On his way to dinner Tuesday, Boston’s outgoing green czar James Hunt III suddenly gets distracted by the permeability of the pavement in front of a Dorchester restaurant. It’s fair to say he has been obsessed with the greening of Boston for the past seven years.
This week, Hunt stepped down from his Environmental and Energy Services cabinet post. The city’s all-around sustainability profile improved greatly under his watch. Mayor Menino accurately saw in Hunt someone with the technical and political skills to energize a sleepy department. And — crucially — the mayor gave his energy chief room to maneuver, even when Hunt placed green demands on the city’s developers. Had Menino balked, Boston wouldn’t be talked about in the same breath as San Francisco, Portland, and other cities that draw green industries. The city should view Hunt’s tenure as a model.
Menino wasted no time in naming Hunt’s replacement: Boston Properties project manager Brian Swett, an expert in green building construction. He should be expected to protect the city’s first-in-the-nation green zoning code that requires developers of projects larger than 50,000 square feet to undertake specific measures to conserve energy and reduce environmental impacts. When Hunt unveiled the code in 2007, Boston was finally a player in the urban sustainability movement.
Sue Reid, the director of Conservation Law Foundation Massachusetts, said Hunt is perceived in environmental circles as a leader with “thoughtful policy chops.’’ But he also enjoys a reputation as someone who will stick out his neck. In 2008, Hunt pushed the administration to demand that owners of almost 2,000 taxicabs — the entire fleet — switch to energy-efficient hybrids by 2015. A year later, a federal judge struck down the ruling. But by then, many cab owners had already embraced the idea that hybrids would be good for business.
Hunt’s most spectacular failure came last year in a showdown with Quincy officials. He had spent several years trying to convince them to accept a wind turbine on Moon Island, a property owned by Boston but located within Quincy’s city limits. The winds in Boston Harbor favored the project, as did state regulators. The two cities would have shared in the benefits of a project with the capacity to power 750 homes. But skittish neighbors worried about their water views. And Quincy officials backed out, even though the site was almost a mile from the nearest residence.
But there is already buzz in environmental circles about the possibility of building a similar turbine on Deer Island. Sooner or later, bold environmental initiatives seem to pay off in Boston. Many doubted the viability of the city’s Hubway bike-share program when it was announced last year. But it has been a huge draw for residents and tourists alike.

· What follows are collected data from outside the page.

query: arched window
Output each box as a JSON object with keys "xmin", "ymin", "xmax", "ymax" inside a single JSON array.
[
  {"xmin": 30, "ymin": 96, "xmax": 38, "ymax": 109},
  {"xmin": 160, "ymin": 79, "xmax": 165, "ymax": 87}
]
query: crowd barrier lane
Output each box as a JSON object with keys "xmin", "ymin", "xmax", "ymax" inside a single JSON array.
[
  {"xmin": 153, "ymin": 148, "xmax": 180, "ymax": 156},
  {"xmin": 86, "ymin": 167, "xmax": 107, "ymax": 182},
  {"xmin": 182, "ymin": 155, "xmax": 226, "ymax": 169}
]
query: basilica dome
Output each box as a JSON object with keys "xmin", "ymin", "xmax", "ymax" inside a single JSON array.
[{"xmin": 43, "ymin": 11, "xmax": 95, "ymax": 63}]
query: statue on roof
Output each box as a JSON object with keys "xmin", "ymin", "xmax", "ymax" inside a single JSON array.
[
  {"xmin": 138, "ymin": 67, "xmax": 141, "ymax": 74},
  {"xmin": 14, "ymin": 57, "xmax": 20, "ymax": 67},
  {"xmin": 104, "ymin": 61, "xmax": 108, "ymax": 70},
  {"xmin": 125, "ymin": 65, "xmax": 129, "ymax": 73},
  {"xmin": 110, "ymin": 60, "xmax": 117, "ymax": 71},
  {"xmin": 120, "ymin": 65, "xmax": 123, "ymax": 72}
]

Hunt, who previously worked as an assistant secretary for the state’s Executive Office of Environmental Affairs, has served on high-level committees on climate change and greenhouse gas emissions. But his greatest contribution can be found in tangible projects like the no-cost home energy audits and low-cost insulation upgrades available through the city’s Renew Boston program.
“People need something they can see and touch,’’ said Hunt. Only then can city officials “build awareness and pride in a sustainable city.’’
Hunt, 40, leaves in the middle of a campaign to expand the use of solar energy in Boston. But having worked his entire career in the public sector, he said he is eager to “write my own job description in the private sector.’’ He’s smart to leave before he becomes a creature of City Hall.
There is plenty for his successor to do. Only about 100 homes and businesses in the city are outfitted with solar panels, but there is hidden demand for solar installations with minimal upfront costs and low, locked-in electricity costs. Also, Boston still posts poor recycling rates compared to cities with green reputations. And more must be done to increase recycling in dense neighborhoods with large numbers of renters than just distributing 32-gallon clear plastic bags inscribed with the mayor’s name.
Hunt gets credit for setting a goal to reduce the city’s carbon emissions by 25 percent by 2020. Unfortunately, city officials have taken to using the term “greenovate Boston’’ as shorthand for that effort. “Greenovate” should go; it’s an annoying phrase that trivializes an important goal. But Hunt’s ability to innovate will be missed.